The next day, perhaps sensing the emotional whiplash of having thousands of athletic careers end so suddenly, the NCAA’s Division I Council Coordination Committee announced its leadership had agreed that “eligibility relief is appropriate for all Division I student-athletes who participated in spring sports,” leading to athletes rejoicing while coaches and college sports’ power brokers collectively asked one question: How?
The NCAA said it would need time to iron out the details.
But, as time passed, the financial picture quickly worsened. Last week, the NCAA announced it would pay out only $225 million of a projected $600-million annual distribution to Division I schools, and, with the postponement of the Tokyo Olympics, it became clear there is no guarantee that schools will be able to milk the football cash cow this fall.
Naturally, doubts that the NCAA would actually vote for eligibility relief began to creep in, and Monday’s vote began to feel like empathy against economics.
Turned out, with the NCAA handing athletes eligibility relief and the schools the flexibility on how to accomplish it, there was no clear winner or loser.
“I think this was a decision made with the heart, trying to support student-athletes that didn’t have the opportunity they’d thought they’d have,” Pac-12 Commissioner Larry Scott said when reached by phone Monday night. “But when the head kicks in, and you figure out how you’re going to pay for it and what other implications there will be for student-athletes, I think that’s a recognition that for many conferences and schools there’s a fiscal reality to this.”
Scott said that the Pac-12 membership supported the NCAA’s decision and inferred that some would consider going all the way in supporting returning seniors.
“I know we’ve got schools that have the strong view they would not reduce aid for a senior that was coming back,” Scott said.
Of course, outside the Power Five conferences, each senior’s decision will carry more weight in the overall budget. A USA Today analysis said bringing back seniors in spring sports could cost athletic departments anywhere from $500,000 to $900,000.
While it would appear this ruling could make college sports’ rich only richer, that may not be the case, particularly when many spring sports athletes are on partial scholarships or choose to walk on.
“You’re talking about an equality issue,” USC baseball coach Jason Gill said Friday. “It costs $74,000 a year to go to USC. It costs $18,000 per year to go to Long Beach State. So, you can come back, but you have to pay your way? Well, we’re going to have guys transfer out that can’t afford it.”
There is also an issue of fairness on the field.
“If UCLA has 12 seniors and USC has five, is that equal?” Gill said, using a hypothetical, although the Trojans did have five seniors this year.
The USC women’s lacrosse team, which started 6-0 before having its season canceled, has 11 seniors.
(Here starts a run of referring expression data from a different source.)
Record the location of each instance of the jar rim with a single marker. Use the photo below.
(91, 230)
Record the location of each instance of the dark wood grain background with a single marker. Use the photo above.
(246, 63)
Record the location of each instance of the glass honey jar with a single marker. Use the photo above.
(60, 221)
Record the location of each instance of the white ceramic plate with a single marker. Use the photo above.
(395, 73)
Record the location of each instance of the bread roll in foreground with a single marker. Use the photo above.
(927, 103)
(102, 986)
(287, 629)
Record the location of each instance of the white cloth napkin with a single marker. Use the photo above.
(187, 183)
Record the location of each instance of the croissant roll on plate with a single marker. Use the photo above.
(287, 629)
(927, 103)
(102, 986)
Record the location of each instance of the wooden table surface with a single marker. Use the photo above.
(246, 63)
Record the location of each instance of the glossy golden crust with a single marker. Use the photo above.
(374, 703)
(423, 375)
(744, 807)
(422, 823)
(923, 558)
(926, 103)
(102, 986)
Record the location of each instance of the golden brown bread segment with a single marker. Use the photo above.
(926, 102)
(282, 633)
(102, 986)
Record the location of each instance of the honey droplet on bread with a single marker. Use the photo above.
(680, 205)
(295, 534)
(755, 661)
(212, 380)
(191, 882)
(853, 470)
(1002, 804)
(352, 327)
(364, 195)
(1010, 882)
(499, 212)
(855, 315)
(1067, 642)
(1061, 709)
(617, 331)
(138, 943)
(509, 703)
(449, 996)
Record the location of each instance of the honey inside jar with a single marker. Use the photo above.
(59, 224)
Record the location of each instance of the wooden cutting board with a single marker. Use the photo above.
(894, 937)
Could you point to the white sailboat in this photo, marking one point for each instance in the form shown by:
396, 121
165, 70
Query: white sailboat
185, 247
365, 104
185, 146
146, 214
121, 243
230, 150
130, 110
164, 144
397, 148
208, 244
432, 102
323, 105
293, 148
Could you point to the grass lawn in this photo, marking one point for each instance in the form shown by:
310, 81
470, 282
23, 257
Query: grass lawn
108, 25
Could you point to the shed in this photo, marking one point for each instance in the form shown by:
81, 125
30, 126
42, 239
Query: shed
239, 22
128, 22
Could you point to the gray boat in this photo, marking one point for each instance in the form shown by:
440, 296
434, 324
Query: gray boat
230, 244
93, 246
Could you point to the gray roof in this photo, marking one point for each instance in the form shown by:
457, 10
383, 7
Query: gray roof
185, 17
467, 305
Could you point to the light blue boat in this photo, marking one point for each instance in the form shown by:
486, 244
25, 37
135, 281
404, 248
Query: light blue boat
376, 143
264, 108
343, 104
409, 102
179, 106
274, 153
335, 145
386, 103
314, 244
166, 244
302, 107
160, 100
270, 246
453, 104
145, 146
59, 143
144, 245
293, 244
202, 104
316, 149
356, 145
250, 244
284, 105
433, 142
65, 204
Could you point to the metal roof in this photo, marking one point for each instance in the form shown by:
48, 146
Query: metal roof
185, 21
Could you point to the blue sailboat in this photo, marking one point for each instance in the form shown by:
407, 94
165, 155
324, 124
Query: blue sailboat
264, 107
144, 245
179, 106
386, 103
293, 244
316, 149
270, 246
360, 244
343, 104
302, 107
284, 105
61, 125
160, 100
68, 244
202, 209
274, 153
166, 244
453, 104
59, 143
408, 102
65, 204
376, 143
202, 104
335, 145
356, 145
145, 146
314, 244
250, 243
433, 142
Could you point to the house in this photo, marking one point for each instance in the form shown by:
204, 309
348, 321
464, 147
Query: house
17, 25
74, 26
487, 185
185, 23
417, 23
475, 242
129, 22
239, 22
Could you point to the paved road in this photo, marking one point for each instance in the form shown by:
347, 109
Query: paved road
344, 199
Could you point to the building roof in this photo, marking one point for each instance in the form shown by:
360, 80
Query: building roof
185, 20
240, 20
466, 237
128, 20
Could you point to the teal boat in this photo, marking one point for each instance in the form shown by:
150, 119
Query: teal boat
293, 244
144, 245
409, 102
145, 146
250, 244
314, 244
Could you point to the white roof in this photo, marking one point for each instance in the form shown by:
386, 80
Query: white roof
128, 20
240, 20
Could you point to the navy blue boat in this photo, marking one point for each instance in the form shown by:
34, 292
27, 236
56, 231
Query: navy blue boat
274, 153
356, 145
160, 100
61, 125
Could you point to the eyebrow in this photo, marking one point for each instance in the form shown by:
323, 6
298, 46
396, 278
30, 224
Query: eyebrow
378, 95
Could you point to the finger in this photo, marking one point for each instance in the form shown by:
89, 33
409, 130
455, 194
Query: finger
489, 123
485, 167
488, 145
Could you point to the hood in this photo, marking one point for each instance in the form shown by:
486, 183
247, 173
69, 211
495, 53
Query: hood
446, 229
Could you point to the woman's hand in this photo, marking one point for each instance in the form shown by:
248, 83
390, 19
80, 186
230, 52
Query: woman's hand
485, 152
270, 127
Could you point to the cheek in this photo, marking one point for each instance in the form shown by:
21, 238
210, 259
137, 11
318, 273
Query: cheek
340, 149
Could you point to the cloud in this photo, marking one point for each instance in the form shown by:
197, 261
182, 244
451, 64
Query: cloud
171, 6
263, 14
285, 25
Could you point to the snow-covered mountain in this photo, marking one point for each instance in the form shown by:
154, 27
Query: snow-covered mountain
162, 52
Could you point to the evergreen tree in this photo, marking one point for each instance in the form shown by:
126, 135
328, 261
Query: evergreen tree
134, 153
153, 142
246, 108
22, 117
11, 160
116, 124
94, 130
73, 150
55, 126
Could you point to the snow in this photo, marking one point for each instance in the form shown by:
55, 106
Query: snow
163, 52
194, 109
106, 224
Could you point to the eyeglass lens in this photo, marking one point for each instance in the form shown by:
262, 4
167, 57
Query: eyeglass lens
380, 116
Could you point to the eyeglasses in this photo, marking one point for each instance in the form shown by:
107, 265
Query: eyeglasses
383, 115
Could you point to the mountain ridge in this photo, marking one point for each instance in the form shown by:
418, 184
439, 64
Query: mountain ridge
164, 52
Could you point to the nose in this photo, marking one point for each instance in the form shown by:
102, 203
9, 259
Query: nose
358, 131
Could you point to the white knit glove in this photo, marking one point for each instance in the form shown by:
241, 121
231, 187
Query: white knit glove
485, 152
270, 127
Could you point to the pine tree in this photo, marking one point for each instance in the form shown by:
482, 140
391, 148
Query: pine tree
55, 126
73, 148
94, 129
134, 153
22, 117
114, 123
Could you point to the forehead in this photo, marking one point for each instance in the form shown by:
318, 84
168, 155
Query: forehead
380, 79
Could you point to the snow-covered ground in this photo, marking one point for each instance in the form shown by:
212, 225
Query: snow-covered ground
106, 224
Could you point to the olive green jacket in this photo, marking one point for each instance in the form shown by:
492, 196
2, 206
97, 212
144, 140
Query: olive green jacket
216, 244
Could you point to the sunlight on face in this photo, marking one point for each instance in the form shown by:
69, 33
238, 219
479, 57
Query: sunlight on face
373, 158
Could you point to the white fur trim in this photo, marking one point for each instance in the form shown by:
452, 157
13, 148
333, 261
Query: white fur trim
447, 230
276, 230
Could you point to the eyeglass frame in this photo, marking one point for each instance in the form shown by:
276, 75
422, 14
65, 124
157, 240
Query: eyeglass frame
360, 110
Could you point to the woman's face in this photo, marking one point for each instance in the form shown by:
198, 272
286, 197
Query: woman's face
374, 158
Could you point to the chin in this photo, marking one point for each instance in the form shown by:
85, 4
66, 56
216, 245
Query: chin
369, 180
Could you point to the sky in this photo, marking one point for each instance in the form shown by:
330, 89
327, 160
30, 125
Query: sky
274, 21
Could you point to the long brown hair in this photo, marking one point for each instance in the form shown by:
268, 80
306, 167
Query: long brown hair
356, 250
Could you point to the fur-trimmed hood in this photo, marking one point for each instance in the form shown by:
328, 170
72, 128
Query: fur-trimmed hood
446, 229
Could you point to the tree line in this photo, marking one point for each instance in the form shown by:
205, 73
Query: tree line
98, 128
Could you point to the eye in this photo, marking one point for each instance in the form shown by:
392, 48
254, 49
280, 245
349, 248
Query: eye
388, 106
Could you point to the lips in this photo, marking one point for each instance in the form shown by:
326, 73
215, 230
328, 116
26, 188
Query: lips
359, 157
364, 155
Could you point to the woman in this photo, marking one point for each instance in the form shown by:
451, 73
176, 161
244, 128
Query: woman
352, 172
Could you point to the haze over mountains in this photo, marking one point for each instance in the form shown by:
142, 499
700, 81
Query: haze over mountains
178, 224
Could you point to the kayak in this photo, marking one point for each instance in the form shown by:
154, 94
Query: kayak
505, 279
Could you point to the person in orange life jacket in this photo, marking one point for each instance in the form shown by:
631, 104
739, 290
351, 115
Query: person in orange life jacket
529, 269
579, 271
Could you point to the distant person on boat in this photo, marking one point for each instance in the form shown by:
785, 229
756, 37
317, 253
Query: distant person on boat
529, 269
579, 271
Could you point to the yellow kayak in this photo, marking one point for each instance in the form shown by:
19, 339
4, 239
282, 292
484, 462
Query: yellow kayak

“I know as a coach, I certainly don’t want to have to choose who gets that [scholarship] and who can’t,” USC women’s lacrosse coach Lindsey Munday said Friday. “Not all schools are going to be able to afford that, so then are you planning on this very uneven playing field? It’s tough. It’s really tough.”
With an unprecedented scenario like this, no decision was going to hit all the right notes. Officials from schools of all sizes are trying to give the NCAA the benefit of the doubt on this one.
“I think competitive advantages go completely out the window when you’re dealing with something like this,” Loyola Marymount athletic director Craig Pintens said when reached Monday. “That’s something obviously people are going to worry about, but I’m just happy and thankful that a decision was made in the best interest of student-athletes everywhere. The competition aspect of it will work itself out.”